Not wanting to indict my insecurities and egotism further, I pretend to admit this as true. No problem, I'm getting older, I can handle it, why risk it, who needs another injury, nerve impingement, total muscle separation? With a casual shrug, I nobly retreat to my office before breaking down. In shock, I am on auto-pilot. Life without squats? Staring, muttering, rummaging.

What's this? Amongst a chalky tangle of belts, wraps and straps, I pull out the MantaRay. With Windex, I clean it off and bring it to a shine. Back to the bar, I squeezed the blue, hard rubber rig in place, settling myself into position, padded with a thick towel. I stand, wobble and perform my first precarious squat. Ugh. Very funky. Awkward. My second set with 135 feels better, yet worse. Off balance, too far forward, too far back, the bar feels like a see-saw and is surely going to slide off my shoulders; everyone's looking.

By the end of the set I'm breathing and gaining focus, willing to accept the struggle with the puny weight 'cuz, I rationalize, the application is new, requiring practice and observation. In spite of its instability, I noticed that the MantaRay forces a repositioning of the body as I squat. Flatter back, more upright torso with less forward lean over the knees.
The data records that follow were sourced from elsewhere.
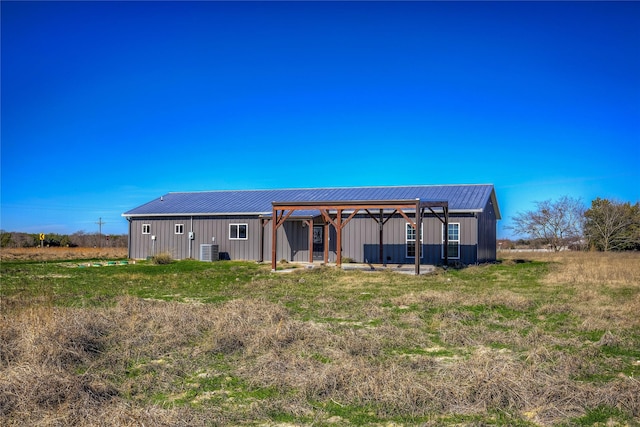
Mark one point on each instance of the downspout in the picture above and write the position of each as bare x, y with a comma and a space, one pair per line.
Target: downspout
129, 239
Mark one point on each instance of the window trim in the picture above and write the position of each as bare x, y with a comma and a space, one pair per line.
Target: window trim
407, 240
457, 241
237, 228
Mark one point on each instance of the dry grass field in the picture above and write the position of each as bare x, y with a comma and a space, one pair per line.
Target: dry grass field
535, 340
60, 253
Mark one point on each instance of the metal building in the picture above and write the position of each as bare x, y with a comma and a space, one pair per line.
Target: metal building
369, 224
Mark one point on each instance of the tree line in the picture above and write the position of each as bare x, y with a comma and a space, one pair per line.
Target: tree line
607, 225
10, 239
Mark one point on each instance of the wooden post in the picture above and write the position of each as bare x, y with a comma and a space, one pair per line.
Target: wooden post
381, 226
418, 230
446, 236
310, 226
326, 242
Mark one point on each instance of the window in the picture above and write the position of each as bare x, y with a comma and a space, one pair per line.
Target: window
237, 231
453, 250
411, 241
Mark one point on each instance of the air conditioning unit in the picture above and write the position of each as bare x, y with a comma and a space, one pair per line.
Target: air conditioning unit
209, 253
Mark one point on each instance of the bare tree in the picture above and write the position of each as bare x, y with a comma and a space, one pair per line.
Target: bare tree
555, 222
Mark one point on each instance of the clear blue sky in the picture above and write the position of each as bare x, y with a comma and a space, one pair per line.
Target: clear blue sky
107, 105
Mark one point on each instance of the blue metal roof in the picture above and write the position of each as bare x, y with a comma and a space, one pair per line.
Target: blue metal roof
461, 198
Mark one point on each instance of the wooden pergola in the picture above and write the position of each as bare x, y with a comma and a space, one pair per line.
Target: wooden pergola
283, 210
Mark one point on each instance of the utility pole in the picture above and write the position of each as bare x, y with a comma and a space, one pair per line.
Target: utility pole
100, 231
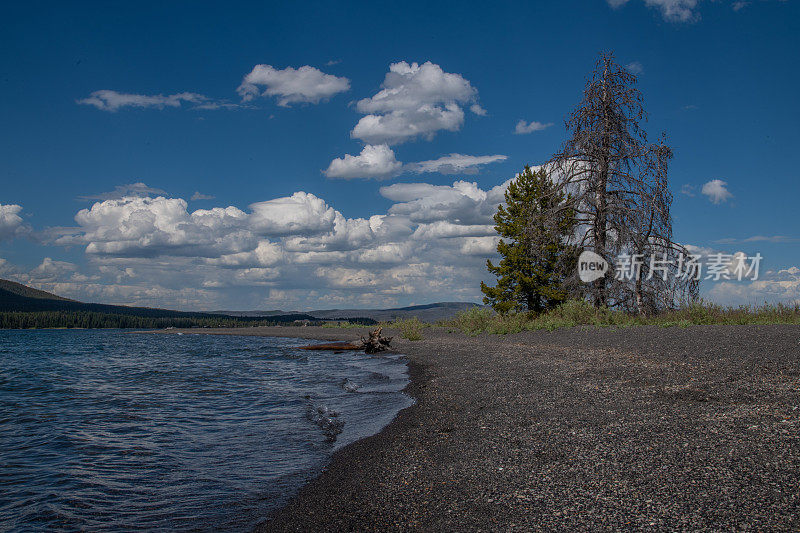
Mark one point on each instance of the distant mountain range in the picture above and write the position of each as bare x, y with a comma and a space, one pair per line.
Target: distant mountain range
426, 313
52, 310
62, 312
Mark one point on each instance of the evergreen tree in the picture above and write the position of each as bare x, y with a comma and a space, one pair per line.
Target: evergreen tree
534, 225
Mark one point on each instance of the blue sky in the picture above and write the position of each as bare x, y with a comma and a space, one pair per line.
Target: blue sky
277, 222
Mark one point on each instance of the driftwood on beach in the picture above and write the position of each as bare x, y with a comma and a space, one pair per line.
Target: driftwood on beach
374, 343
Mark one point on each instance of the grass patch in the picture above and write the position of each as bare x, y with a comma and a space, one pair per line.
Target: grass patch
581, 313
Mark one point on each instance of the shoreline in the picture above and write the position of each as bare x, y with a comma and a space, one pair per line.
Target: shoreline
647, 427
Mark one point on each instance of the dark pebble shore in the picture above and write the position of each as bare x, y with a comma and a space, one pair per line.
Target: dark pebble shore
576, 429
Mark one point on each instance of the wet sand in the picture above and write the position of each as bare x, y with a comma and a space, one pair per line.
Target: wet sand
640, 428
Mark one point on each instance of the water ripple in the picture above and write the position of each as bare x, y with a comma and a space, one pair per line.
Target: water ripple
109, 431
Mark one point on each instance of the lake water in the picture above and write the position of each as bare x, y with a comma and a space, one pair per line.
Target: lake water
112, 431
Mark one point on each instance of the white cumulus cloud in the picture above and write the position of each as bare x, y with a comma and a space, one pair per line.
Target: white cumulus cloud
11, 224
291, 85
523, 127
455, 164
671, 10
717, 191
374, 161
414, 101
462, 203
108, 100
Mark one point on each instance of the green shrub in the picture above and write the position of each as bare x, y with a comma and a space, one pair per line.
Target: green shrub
581, 313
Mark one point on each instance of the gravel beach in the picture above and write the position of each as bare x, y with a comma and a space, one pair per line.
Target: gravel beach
576, 429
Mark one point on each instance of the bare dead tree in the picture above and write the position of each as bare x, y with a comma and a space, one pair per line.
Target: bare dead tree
618, 190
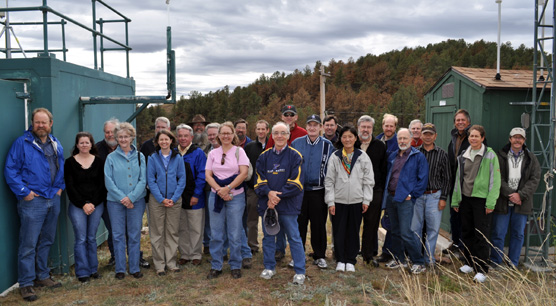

The device distributes the harsh pressure of the bar over a wider shoulder, back and trap area. A welcome relief.

I plod on. 225 feels like 325 and the quads and hams and glutes are smokn'. But, the shoulder cage, low back and knees are cool. I'm unsteady, unsure with each rep, yet they haul me into a positive, piston-like movement and I'm pumping. The muscle action is accurate. The aggravating, abusive pain, the squat negating hurt, is gone. Five sets of ten reps with *&^% pounds restores my love for mankind and hope for the future of the world. Successive workouts with the 'Ray have me convinced that my structure is safer and the action more specific for developing the thighs and glutes. Perhaps I can periodically return to the unmasked original for my bare back "one rep max."

Meanwhile, I'm loading the bar big time, with a smile.